In Ed’s bedroom, light is a translucent rectangle even though it’s almost nine. The white glass arrests dappled shadows. Ed lies under the heavy indigo blanket, wasting; I lie on top, succulent. I’m happy to be lying down and I feel perfectly relaxed on Daniel’s side of the bed. The disease leads some of us into a deeper engagement with the world. Denny became a science writer for AIDS Treatment News, and Loring joined Gran Fury. (At Bo Houston’s funeral, his mother says, “Thank you so much,” as though I’d done anything, and before I can stop myself, I say, “Thank you,” as though she’d done anything.) An epidemic is like a mystery with heroes and villains, but I drift from my bedroom to Ed’s bedroom, where light falls through frosted glass in a certain way.
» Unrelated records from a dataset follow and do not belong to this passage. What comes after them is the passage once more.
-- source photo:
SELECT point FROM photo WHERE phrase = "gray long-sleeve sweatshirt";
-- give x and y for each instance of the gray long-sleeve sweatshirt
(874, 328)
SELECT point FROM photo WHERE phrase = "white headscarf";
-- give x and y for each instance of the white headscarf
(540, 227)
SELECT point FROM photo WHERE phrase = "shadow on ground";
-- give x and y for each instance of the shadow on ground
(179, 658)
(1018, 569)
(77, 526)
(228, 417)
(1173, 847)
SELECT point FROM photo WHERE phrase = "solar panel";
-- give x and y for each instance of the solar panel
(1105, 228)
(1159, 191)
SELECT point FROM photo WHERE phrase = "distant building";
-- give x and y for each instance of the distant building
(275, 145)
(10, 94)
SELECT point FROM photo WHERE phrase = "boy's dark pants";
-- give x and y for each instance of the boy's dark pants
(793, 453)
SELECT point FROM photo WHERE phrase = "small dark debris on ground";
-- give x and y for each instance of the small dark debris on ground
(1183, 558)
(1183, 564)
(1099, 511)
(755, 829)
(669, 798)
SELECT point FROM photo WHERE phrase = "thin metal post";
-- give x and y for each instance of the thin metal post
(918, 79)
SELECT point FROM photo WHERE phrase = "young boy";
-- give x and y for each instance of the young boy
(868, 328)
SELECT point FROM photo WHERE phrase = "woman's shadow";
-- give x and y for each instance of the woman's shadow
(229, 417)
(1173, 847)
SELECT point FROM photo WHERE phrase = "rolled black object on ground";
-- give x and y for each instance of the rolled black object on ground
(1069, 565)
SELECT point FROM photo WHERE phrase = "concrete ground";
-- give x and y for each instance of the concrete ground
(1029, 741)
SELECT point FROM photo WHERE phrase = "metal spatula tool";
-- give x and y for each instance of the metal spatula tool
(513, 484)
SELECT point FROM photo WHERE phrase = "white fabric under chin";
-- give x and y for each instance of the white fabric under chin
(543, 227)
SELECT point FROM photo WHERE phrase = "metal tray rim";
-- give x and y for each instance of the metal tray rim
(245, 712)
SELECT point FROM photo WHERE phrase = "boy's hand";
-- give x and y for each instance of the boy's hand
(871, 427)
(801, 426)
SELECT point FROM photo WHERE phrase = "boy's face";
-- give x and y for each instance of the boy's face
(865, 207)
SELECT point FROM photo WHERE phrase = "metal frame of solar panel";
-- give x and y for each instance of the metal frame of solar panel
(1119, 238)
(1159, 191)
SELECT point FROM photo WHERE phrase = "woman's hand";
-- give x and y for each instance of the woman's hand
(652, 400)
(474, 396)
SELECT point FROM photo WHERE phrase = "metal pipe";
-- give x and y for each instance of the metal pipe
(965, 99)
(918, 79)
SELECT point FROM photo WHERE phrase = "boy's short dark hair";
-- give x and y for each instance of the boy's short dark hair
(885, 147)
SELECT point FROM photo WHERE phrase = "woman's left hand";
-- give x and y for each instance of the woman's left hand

Above us the screen doles out images we love: the pre-WWII unknown lurches basso profundo through shadows and dry ice; the supersized zoo of spiders, locusts, snakes, ants, and lizards climbs out of the squashed air of the 50’s desert. Ed and I love bad horror films for the lyricism of their failed effects. We must be among the few to have twice seen Curucu, Beast of the Amazon, a film that couldn’t afford a visible monster or even gore. Branches twitch on the jungle trail, the mike slides into view, the victim screams from off-screen. Its very artificiality makes Curucu a convincing exploration of the afterlife, like a church service.
Tonight we watch a Mario Bava film in which moist decomposition replaces the genre’s earlier effects, as though a horror of decay is more germane to the present. It’s weird to be watching corpses rock back and forth in their own putrescence while lying next to Ed. The monster shows the world what she is: she throws open her robe with a triumphant expression to reveal a red chest cavity packed with roiling white maggots. Because of this image, I don’t look Ed in the eye, as though I’d accidentally seen something too personal. What does he make of the skeletons with rags of flesh? I am the only one who can ask him this question so I do. He rolls his head on the pillow and reminds me in a mild voice that he will be cremated, and that decay is not the same as death. He says, “My death is an emptiness that I can’t fill.” I am relieved, but why? We both know Ed will soon be reduced to ash. He’s dying in stop action like a good make-up job: the chaotic expression, the skeletal jeer, the pumpkin head wobbling with bon vivance on the broomstick neck, the pinched nose, the eyebrows pulled back, the eyes starved and hurt.
The monsters rise up while Ed and I sink into the pillows. But horror movies are actually comedies because death is reversible. Or it’s a consummation: the one taken by the monster experiences the full extent of his death. In his last scream, the victim faces the monster and dredges horror to the limit. Like a sexual consummation, he groans from the deepest place where his body (the world) begins.